“Can a Computer Outfake a Human [Personality]?”, 2023-10-06 ():
Examined whether generative AI can outperform humans in faking personality.
University students were used as the human comparators.
Both single stimulus and forced-choice assessments were used.
Variability existed in generative AI faking performance.
- ChatGPT-4 was the clear winner, easily faking both types of assessments.
Faking on personality tests continues to be a challenge in hiring practices, and with the increased accessibility to free, generative AI large language models (LLM), the difference between human and algorithmic responses is difficult to distinguish.
4 LLMs—GPT-3.5, Jasper, Google Bard, and GPT-4—were prompted to provide ideal responses to personality measures, specific to a provided job description. Responses collected from the LLM’s were compared to a previously collected student population sample who were also directed to respond in an ideal fashion to the same job description.
Overall, score comparisons indicate the superior performance of GPT-4 on both the single stimulus and forced-choice personality assessments and reinforce the need to consider more advanced options in preventing faking on personality assessments.
Additionally, results from this study indicate the need for future research, especially as generative AI improves and becomes more accessible to a range of candidates.
[Keywords: personality, single stimulus, forced choice, generative AI, large language models]
…2. Material and methods: Archival data from a recently collected data set was used for the university student sample. Participants were recruited from undergraduate university subject pools in 4 universities (two from Canada and two from the US) (n = 869). The original design required students to answer honestly at Time 1 and respond as if they were applying for a sales position (and were given a sales job description for context) at Time 2. For the purposes of the present study, only the Time 2 data were used. Extraversion and conscientiousness were the traits deemed most essential for the job given previous meta-analytic work (cf. 1991).

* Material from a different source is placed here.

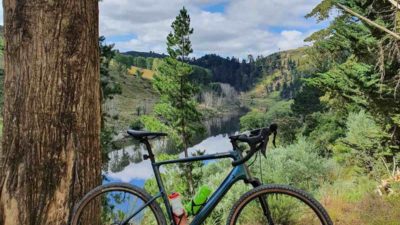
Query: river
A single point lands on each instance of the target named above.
(126, 165)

Participants completed two personality assessments that used the same pool of adjectives but differed in design. We included both single stimulus and forced-choice assessments because research has found forced-choice assessments to be less fakable (2019). Each personality assessment measured the FFM-based traits of extraversion, Conscientiousness, agreeableness, and openness. One personality assessment was single stimulus with each of the 4 scales containing 20 adjectives with participants reporting their endorsement on a 7-point unipolar format (“very untrue of me” to “very true of me”). The other personality assessment was a 40 pair forced-choice assessment which required participants to choose which of the two desirability-matched adjectives described them best. We only report scores from extraversion and Conscientiousness given that these are the target traits for the sales position. Details on these assessments and the faking induction can be found in et al 2005.

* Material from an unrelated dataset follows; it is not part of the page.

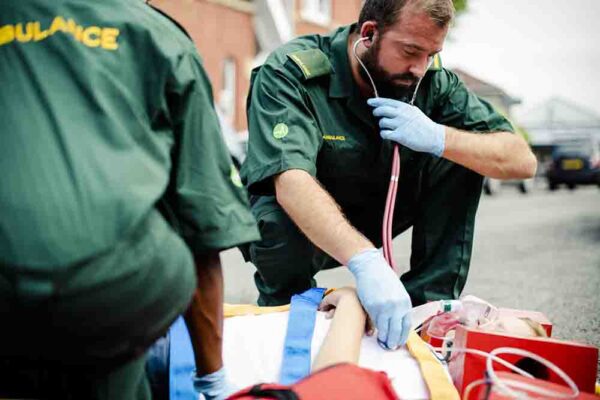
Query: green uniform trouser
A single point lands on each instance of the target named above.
(442, 217)
(81, 331)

We collected data using these same personality assessments in June 2023 from 4 LLM’s (ChatGPT-3.5, ChatGPT-4, Jasper, and Google Bard). Initially, the LLM’s were asked: Can you help me choose the most appropriate option based on a job description? Then, LLM’s were provided with the job description and questions from the personality measure which were individually pasted into the text field of each LLM. When required, additional prompts were used to ensure that they LLM provided appropriate responses (eg. “you must choose one”). Testing was done on multiple occasions, but in one session for each LLM. ChatGPT-4 was tested 25 questions at a time, due to OpenAI restrictions.
…Means, standard deviations, t-tests, d scores (and 95% confidence intervals), and percentiles can be found in Table 1. Results are graphically illustrated in Figure 1. As can be seen from Figure 1, most of the LLMs performed at or above the median of the student population in faking the single stimulus measure (with the exception of Google Bard for Extraversion which fell at the 33rd percentile of the student population). However, ChatGPT-4 clearly performed the best scoring at the 99th and 100th percentile of the student sample for extraversion and Conscientiousness, respectively. Most of the LLMs had greater trouble in faking the forced-choice assessment with most falling at or below the median of the student population. However, again, ChatGPT-4 performed the best with percentiles of 85.2 and 98.4 referencing the student population for extraversion and Conscientiousness, respectively.
…Although the LLM’s had varied results, GPT-4 outperformed most of the student population, faking on average better than 99.6% of the student population on Likert-type measures, and 91.78% better than the student population on the forced-choice measures.
Single stimulus assessments are relatively easy to fake; whereas practitioners often opt for forced-choice assessments to combat faking. The primary practical implication of these results is that generative AI may soon make prevention of faking on noncognitive assessments in personnel selection much more difficult.